Joe: Understanding the technical side of financial planning does not matter if you cannot communicate effectively. This makes sense, but I had not thought of it until I started getting involved outside of the academic setting. The real skill is in explaining a complicated topic in simple terms. Storytelling, analogies, etc are important.
2) What is your number one piece of advice for preparing for the CFP® examination?
Bryan: I’m a firm advocate of training your brain for the exam. On the morning of the exam, you want no surprises. You don’t have control over the exact questions that you will be faced with, but you do have complete control over the external factors, which include good sleep patterns, mental sharpness at 8am in the morning, and a test taking strategy. These exercises and practices are not only for test day; they are learned and implemented weeks and/or months in advance. I want to place extra emphasis on mental sharpness during morning hours by asking a question: if your exam begins at 8am and consists of 170 multiple-choice questions, when is the most appropriate time to study and what is the most appropriate form of practice for the exam?

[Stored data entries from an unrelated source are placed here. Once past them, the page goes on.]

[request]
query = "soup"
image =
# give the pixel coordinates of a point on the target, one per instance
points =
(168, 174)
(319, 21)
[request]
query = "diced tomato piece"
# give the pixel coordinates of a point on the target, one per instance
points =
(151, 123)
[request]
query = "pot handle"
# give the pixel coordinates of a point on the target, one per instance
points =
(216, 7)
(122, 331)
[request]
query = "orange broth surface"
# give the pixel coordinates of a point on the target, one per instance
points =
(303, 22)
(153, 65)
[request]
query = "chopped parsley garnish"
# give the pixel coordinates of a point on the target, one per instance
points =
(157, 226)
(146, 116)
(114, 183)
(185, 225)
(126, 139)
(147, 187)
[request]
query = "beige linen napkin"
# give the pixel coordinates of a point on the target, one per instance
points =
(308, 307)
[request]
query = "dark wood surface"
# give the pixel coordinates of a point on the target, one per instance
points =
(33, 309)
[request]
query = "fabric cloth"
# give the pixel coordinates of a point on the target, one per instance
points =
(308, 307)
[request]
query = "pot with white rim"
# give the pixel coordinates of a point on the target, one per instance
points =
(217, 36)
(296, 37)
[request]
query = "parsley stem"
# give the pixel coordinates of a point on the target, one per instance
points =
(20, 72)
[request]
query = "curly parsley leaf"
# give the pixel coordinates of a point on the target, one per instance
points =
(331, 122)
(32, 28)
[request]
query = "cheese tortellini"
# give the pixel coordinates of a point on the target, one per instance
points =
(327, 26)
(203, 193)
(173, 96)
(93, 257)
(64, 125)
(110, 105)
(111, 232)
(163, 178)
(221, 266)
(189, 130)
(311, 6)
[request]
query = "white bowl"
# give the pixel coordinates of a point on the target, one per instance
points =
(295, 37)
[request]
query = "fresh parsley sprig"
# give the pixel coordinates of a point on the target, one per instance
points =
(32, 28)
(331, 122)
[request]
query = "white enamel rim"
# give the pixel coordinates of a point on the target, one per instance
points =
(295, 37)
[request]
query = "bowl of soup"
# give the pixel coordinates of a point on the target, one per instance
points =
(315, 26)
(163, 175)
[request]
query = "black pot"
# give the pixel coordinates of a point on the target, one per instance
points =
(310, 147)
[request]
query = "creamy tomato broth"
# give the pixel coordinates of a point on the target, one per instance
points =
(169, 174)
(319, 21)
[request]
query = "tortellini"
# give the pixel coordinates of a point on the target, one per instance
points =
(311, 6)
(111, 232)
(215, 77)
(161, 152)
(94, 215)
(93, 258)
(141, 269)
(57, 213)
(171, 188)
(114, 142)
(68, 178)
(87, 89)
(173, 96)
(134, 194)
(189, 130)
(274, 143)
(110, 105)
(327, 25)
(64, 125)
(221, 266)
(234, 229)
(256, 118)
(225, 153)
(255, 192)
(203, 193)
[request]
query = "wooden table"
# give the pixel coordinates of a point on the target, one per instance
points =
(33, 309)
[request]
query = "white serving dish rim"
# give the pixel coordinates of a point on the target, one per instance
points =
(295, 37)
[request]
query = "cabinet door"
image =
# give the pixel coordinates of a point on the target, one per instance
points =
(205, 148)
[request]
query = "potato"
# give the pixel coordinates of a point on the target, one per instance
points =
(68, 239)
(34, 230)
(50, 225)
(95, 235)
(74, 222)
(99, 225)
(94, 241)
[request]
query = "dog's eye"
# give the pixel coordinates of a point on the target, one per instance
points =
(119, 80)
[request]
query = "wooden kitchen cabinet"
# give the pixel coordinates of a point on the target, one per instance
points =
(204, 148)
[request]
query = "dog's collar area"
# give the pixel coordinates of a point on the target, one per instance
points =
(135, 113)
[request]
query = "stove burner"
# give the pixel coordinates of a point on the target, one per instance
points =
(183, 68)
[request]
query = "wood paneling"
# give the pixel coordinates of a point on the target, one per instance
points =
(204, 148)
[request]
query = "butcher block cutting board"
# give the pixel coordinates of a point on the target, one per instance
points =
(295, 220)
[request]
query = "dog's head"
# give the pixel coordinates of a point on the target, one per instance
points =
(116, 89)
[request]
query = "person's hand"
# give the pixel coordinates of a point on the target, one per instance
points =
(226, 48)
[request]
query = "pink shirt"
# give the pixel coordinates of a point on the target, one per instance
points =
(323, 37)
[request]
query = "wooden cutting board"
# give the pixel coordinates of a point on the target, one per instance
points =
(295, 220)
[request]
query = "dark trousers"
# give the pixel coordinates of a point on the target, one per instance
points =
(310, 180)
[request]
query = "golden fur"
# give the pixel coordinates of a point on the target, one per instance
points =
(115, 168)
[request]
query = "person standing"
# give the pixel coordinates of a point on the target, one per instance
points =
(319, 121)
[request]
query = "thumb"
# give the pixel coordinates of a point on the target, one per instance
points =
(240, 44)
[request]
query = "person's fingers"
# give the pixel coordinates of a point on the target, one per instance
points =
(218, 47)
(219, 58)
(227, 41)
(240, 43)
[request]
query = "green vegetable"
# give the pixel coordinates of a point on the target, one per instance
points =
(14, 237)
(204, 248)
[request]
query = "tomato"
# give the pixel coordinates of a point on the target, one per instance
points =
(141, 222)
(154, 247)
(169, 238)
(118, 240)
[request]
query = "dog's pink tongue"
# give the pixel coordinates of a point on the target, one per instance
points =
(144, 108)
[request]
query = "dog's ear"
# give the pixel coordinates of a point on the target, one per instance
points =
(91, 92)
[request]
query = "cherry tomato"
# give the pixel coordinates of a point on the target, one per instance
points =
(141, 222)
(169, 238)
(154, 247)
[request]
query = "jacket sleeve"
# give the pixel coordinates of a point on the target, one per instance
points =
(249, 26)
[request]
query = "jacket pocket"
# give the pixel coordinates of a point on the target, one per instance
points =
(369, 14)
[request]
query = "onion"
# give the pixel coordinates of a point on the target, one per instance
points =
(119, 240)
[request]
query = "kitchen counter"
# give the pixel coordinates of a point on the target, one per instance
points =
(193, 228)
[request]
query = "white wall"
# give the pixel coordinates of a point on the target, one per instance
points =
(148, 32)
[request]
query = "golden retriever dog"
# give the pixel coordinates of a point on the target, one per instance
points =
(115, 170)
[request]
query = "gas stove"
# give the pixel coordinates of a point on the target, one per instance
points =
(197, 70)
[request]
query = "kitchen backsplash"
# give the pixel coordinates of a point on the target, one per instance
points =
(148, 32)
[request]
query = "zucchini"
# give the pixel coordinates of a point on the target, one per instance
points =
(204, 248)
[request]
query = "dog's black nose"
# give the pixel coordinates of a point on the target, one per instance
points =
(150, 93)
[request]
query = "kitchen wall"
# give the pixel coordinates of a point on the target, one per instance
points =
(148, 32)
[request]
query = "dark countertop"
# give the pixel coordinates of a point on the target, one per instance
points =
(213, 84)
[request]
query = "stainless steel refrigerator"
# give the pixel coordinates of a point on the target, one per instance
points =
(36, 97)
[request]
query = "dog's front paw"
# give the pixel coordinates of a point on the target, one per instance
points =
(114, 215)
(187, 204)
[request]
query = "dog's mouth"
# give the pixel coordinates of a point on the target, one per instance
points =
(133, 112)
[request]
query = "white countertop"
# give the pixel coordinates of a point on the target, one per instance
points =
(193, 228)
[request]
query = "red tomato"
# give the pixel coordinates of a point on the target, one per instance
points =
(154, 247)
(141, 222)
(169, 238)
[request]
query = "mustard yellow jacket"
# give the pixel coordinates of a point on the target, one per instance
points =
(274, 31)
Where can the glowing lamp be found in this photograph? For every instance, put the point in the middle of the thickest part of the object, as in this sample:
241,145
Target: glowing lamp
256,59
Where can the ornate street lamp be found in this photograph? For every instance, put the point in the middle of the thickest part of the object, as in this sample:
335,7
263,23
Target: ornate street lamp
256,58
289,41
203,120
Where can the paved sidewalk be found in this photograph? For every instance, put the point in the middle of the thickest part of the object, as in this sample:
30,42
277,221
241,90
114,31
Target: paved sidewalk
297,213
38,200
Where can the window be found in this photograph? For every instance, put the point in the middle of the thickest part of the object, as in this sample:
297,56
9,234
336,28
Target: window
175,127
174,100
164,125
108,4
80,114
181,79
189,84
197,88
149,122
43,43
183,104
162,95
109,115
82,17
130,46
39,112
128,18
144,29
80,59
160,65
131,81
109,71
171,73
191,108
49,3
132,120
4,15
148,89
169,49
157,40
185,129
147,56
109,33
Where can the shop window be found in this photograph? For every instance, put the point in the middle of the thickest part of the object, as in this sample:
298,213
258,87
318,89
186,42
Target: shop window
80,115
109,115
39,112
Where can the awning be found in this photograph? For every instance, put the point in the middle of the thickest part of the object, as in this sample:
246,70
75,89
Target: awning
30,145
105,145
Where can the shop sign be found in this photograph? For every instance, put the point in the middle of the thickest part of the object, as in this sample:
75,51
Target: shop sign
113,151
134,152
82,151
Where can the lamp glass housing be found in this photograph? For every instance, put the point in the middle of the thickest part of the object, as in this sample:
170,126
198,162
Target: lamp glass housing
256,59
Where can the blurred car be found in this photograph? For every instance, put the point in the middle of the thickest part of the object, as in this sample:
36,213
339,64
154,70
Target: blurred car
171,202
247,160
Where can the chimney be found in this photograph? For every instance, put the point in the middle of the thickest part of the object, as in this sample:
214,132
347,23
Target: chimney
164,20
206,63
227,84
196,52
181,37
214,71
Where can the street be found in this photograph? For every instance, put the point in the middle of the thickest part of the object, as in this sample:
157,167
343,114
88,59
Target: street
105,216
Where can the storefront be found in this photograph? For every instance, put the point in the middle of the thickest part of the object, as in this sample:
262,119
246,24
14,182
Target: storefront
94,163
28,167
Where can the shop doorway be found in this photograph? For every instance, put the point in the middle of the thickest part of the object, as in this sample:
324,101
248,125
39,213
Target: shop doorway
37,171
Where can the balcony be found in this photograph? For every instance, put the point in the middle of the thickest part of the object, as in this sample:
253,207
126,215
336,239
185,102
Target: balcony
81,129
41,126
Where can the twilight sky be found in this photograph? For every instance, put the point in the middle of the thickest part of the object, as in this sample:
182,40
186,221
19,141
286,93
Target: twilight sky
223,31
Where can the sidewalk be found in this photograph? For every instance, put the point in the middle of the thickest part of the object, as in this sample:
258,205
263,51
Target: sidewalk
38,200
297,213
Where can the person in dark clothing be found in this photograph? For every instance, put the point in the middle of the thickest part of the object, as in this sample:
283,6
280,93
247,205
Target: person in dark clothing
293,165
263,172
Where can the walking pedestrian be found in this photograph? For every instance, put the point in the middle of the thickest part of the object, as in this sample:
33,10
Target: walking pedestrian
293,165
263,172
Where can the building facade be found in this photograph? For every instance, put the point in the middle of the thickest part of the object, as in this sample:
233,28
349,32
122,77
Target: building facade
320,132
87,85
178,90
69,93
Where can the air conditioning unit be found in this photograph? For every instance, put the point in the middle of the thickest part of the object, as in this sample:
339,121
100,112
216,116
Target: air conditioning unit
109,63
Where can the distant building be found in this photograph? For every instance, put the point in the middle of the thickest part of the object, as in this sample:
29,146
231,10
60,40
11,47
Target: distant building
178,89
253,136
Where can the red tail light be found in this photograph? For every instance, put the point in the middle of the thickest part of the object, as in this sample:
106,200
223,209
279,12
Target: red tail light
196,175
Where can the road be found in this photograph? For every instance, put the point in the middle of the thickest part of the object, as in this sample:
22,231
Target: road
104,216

Luke: I am currently studying for the November CFP examination. I feel that I gave myself much more time than most (~6m). This extra time has given me a chance to experiment with different study techniques to determine how I absorb mass quantities of data best. (Depending on results) I would recommend patiently trying out different study methods and honing in on what techniques maximize your productivity and effectiveness.
Joe: Have a very detailed plan. Understand your plan will likely change over time.
3) What book have you read that you recommend others read too?
Bryan: I recently heard (from what I would consider to be) a successful person say, “I don’t know any successful people who don’t read.” Yes, I have my favorites. But rather than give you one book suggestion, my ultimate suggestion would be to simply read. For those who want to learn and grow into their best potential at an exceedingly fast pace, there is no excuse for not reading most days of the week. My recommendation: read anything, today.
Luke: Book recommendations are tough. I have my favorites for both non-fiction and fiction. I am in my early twenties and I have to say Fooled by Randomness by Nassim Taleb has probably had the most profound effect on me.
Joe: Quiet: The Power of Introverts in a World That Can’t Stop Talking by Susan Cain. A must-read if you are an introvert. Still good if you are an extrovert.